28 July 2005 | Vol. 5, No. 2
The Smallest Woman in the World
All anyone can handle behind the partition
is a brief glance; you know immediately
she won't live long: body a fourth
of our bodies, cut off below the chest,
legs hanging like cloth. African, late teens,
how aborted the insides must be.
I laid my dollar down beneath the loudspeaker,
the barker a fake step right up
to be shocked and amazed,
the recording turns endlessly, only 29 inches tall.
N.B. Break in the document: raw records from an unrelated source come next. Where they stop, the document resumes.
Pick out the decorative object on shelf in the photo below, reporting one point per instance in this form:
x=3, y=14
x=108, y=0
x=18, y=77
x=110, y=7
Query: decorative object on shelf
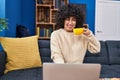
x=3, y=24
x=45, y=16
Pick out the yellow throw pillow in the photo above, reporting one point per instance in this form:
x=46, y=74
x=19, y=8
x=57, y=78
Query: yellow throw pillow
x=22, y=53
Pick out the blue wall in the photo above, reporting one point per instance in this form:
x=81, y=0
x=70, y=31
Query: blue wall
x=90, y=17
x=23, y=12
x=20, y=12
x=2, y=14
x=28, y=15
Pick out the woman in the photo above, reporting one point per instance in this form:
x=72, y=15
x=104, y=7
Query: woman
x=66, y=47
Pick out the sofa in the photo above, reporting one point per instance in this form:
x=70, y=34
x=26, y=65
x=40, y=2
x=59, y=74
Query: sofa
x=109, y=58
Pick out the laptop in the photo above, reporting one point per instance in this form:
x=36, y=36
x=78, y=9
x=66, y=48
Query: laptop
x=52, y=71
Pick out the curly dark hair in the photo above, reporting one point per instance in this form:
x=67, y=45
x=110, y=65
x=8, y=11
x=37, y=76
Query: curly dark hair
x=67, y=11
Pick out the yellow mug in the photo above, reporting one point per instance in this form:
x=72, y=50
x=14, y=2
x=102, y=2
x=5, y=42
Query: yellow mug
x=78, y=31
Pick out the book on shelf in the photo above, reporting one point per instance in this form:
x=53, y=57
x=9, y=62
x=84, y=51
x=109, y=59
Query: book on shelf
x=59, y=3
x=40, y=1
x=45, y=32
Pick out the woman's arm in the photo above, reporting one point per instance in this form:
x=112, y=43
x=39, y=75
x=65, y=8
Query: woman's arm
x=56, y=55
x=93, y=43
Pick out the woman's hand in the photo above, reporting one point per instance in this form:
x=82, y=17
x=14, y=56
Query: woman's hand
x=86, y=31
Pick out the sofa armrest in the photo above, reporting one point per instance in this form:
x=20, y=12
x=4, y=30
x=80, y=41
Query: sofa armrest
x=2, y=62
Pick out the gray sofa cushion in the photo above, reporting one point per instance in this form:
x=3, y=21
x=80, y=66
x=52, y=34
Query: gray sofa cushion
x=114, y=51
x=101, y=57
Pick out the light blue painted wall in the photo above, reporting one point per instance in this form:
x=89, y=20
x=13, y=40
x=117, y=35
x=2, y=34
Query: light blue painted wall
x=90, y=11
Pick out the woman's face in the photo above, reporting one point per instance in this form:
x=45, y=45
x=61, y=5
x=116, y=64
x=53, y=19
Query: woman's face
x=70, y=24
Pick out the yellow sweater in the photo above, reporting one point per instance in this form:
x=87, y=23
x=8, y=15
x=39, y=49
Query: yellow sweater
x=69, y=48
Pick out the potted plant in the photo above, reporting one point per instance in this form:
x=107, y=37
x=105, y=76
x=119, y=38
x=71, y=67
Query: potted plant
x=3, y=24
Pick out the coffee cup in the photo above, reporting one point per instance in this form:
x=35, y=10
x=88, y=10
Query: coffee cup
x=78, y=31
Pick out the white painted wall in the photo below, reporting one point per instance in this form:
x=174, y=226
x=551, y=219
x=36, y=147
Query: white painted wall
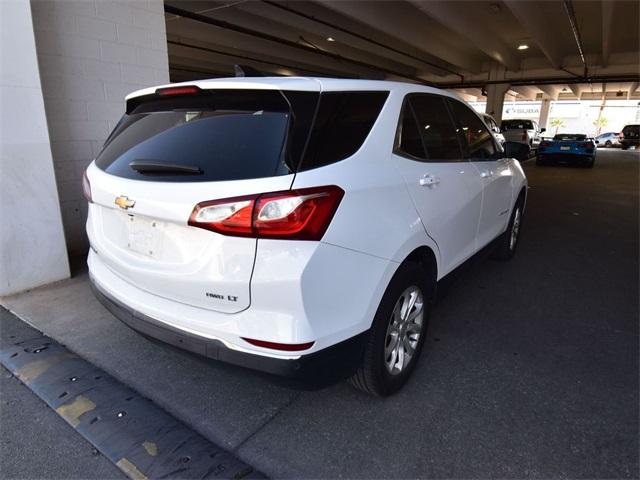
x=32, y=244
x=91, y=54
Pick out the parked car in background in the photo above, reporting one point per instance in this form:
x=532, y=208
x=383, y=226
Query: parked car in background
x=219, y=225
x=630, y=136
x=574, y=148
x=608, y=140
x=494, y=128
x=522, y=131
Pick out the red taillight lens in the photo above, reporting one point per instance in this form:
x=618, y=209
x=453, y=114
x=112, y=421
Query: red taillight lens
x=302, y=214
x=86, y=187
x=286, y=347
x=188, y=90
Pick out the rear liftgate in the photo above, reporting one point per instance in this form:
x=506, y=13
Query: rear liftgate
x=128, y=429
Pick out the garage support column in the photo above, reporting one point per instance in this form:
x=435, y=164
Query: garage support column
x=92, y=53
x=545, y=106
x=32, y=246
x=495, y=100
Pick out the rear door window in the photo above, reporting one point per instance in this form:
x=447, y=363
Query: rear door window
x=408, y=138
x=436, y=128
x=342, y=124
x=473, y=132
x=516, y=125
x=214, y=136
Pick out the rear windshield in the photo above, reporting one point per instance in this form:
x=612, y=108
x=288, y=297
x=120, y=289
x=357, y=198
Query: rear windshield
x=565, y=137
x=221, y=135
x=517, y=125
x=217, y=135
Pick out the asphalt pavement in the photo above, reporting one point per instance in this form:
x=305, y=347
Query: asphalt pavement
x=530, y=368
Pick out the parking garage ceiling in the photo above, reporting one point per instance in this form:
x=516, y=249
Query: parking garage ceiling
x=556, y=49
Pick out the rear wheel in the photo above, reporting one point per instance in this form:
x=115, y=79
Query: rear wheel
x=397, y=334
x=508, y=241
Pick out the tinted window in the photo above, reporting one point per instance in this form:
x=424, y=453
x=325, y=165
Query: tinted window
x=222, y=135
x=570, y=136
x=437, y=129
x=516, y=125
x=342, y=124
x=473, y=131
x=631, y=131
x=409, y=140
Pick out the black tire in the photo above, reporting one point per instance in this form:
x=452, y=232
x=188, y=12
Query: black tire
x=373, y=376
x=505, y=249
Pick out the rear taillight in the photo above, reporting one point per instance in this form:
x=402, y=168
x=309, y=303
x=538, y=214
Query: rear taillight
x=86, y=187
x=302, y=214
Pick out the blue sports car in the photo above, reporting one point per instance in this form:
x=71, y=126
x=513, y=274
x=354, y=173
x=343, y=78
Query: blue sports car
x=567, y=148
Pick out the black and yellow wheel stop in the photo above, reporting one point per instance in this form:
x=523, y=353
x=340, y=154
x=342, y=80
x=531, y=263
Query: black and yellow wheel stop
x=143, y=440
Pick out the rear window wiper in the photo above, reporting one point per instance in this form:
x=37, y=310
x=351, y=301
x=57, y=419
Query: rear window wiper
x=151, y=167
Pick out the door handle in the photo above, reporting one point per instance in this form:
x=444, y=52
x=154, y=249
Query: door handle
x=429, y=180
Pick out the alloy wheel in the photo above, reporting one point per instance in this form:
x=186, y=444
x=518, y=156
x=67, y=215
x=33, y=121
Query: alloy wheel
x=404, y=330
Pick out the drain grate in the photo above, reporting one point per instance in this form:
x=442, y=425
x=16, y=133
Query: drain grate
x=139, y=437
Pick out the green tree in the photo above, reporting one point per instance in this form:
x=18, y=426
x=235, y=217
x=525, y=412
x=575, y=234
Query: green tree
x=557, y=122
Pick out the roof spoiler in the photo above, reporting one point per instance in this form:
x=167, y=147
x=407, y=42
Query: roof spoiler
x=246, y=71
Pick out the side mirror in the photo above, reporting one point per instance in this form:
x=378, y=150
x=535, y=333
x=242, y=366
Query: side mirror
x=517, y=150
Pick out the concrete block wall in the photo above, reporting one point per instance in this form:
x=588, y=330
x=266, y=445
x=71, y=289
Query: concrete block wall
x=32, y=244
x=92, y=53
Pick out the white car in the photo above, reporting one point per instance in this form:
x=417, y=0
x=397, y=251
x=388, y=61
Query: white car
x=494, y=128
x=297, y=226
x=523, y=131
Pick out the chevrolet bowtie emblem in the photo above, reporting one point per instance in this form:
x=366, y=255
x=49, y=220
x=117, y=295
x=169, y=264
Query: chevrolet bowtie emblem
x=124, y=202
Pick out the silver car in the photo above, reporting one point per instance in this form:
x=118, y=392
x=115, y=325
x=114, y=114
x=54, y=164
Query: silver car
x=493, y=126
x=522, y=131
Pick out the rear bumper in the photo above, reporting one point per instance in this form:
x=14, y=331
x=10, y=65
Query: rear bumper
x=337, y=361
x=566, y=157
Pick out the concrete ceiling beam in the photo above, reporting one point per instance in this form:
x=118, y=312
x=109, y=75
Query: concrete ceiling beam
x=535, y=21
x=404, y=23
x=482, y=37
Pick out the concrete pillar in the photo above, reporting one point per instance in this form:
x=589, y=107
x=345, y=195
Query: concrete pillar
x=545, y=106
x=91, y=53
x=495, y=100
x=32, y=244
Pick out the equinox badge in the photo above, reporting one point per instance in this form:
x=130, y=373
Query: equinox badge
x=124, y=202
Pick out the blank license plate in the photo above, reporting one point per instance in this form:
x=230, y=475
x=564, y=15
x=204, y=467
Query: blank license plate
x=144, y=236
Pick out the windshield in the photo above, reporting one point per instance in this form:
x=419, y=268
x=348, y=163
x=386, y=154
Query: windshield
x=517, y=125
x=565, y=137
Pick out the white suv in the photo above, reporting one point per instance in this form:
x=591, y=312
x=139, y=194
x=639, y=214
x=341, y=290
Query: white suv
x=295, y=225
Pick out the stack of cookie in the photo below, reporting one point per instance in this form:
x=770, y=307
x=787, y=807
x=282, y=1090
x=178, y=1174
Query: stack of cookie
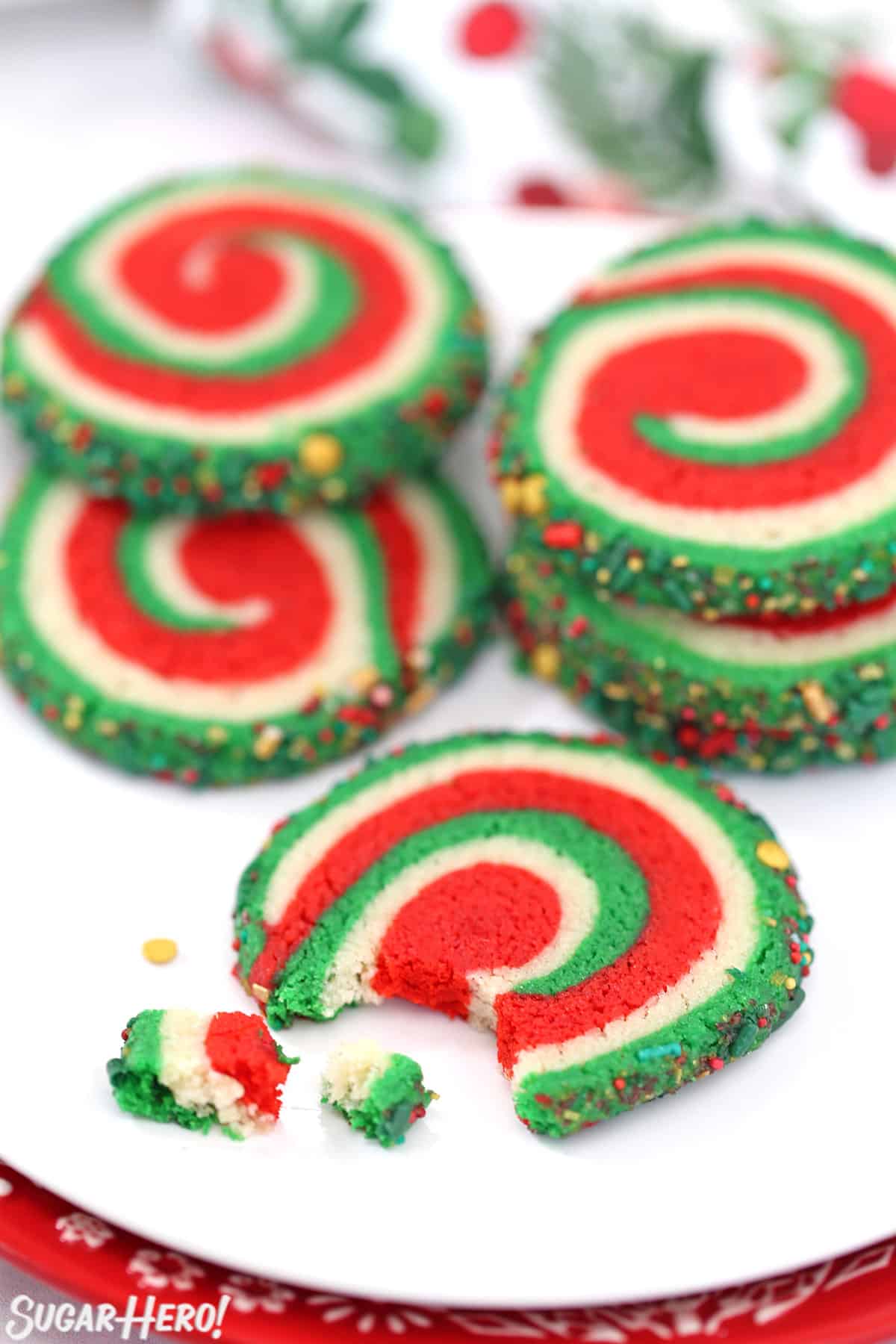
x=230, y=561
x=700, y=456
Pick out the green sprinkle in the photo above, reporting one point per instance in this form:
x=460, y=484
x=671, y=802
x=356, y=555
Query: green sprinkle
x=744, y=1039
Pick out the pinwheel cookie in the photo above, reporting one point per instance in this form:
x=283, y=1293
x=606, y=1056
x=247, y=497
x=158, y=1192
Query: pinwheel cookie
x=623, y=927
x=200, y=1070
x=247, y=340
x=768, y=694
x=712, y=425
x=220, y=651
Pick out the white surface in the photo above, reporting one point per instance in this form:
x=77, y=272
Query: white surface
x=780, y=1162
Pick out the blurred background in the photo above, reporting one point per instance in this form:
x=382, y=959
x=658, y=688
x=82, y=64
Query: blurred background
x=774, y=107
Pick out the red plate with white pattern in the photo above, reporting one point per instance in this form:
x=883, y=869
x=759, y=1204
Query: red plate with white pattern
x=849, y=1300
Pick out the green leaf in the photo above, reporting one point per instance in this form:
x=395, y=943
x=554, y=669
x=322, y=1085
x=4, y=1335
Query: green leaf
x=348, y=18
x=635, y=97
x=418, y=131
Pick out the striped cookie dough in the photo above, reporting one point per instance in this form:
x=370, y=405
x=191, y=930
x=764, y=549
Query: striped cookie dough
x=712, y=425
x=378, y=1092
x=220, y=651
x=766, y=692
x=622, y=927
x=199, y=1070
x=245, y=339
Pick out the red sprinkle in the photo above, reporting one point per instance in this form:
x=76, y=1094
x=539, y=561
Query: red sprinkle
x=270, y=475
x=561, y=535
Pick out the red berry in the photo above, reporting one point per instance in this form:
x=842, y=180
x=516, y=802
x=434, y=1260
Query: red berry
x=869, y=102
x=492, y=30
x=539, y=191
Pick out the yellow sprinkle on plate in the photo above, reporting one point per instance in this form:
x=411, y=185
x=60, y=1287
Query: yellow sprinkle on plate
x=160, y=951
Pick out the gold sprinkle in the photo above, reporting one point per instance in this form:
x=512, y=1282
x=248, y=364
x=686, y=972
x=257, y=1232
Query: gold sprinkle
x=267, y=742
x=511, y=492
x=364, y=679
x=817, y=702
x=160, y=951
x=320, y=453
x=773, y=855
x=546, y=662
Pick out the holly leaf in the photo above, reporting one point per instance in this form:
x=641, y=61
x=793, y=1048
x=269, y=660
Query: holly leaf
x=635, y=97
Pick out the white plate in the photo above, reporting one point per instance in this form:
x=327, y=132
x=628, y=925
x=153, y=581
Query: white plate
x=780, y=1162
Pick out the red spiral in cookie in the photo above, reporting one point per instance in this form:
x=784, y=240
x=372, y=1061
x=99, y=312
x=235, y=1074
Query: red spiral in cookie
x=573, y=898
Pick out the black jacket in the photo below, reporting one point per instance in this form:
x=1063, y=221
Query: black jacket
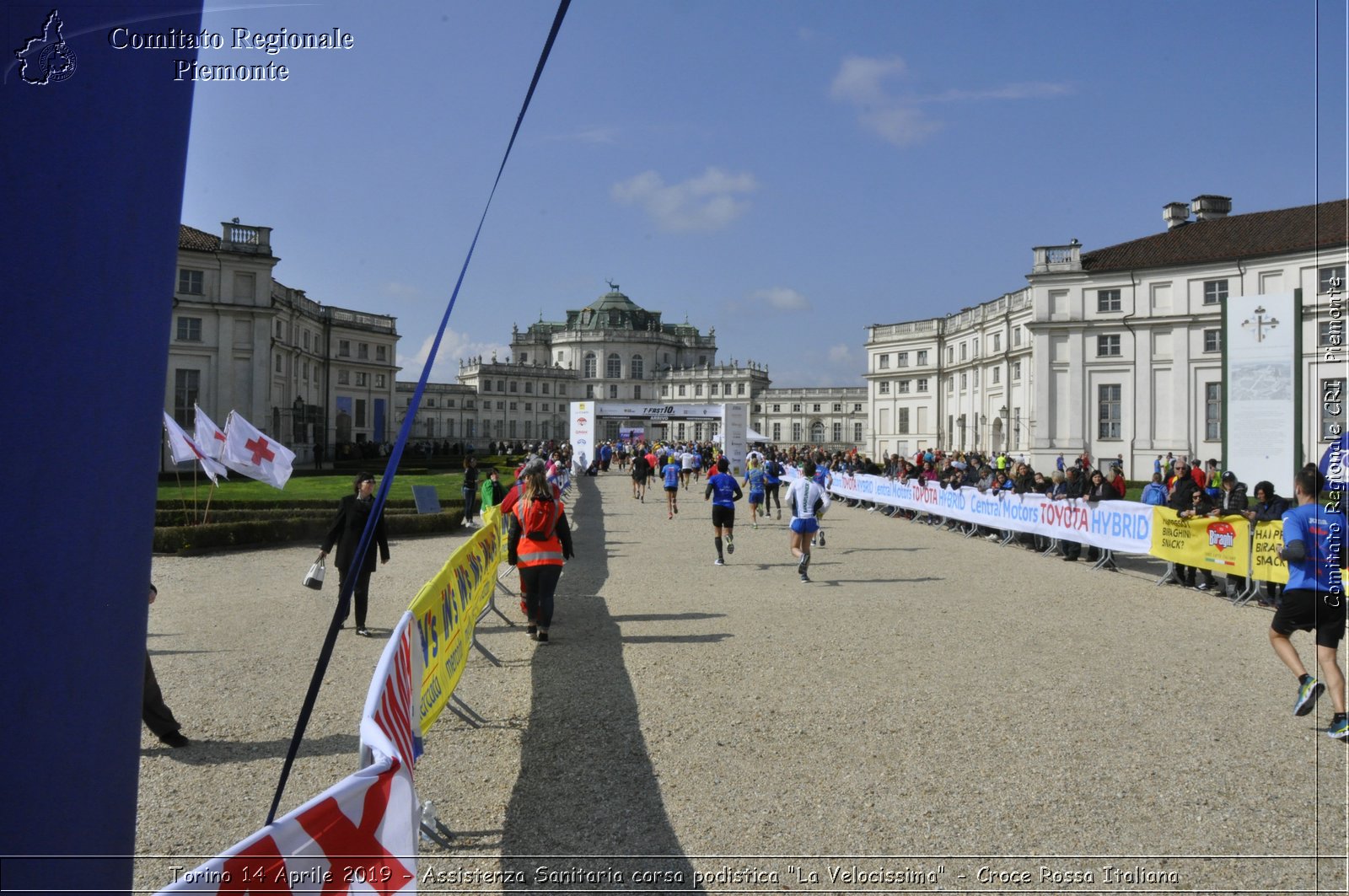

Not knowing what to do, having never paid
to stare, I said Hello, and she ducked her head
bracing for the next horrible thing.
In my grade school there was a girl
born without pores, unable
to produce body oil, skin a constant red,
flaking in huge scales. A few brown hairs
grown long with a red bow. People assumed
she was burned as a child.
And the boy in my class who went,
over the course of a semester, totally blind,
by his 16th birthday he was in
a different school, learning to walk with a cane,
read Braille. What of them?
Who decides how much pain
is worth a dollar? When you step back out
the shrieks return from the funhouse,
the Ferris wheel rises up in the dark
and falls again, and the tilt-a-whirl
gives us a single human blur.
When he was taken from school, the teacher
explained the disease, how light was going out
in his eyes, dimming to complete darkness,
the last light just a small, distant hole.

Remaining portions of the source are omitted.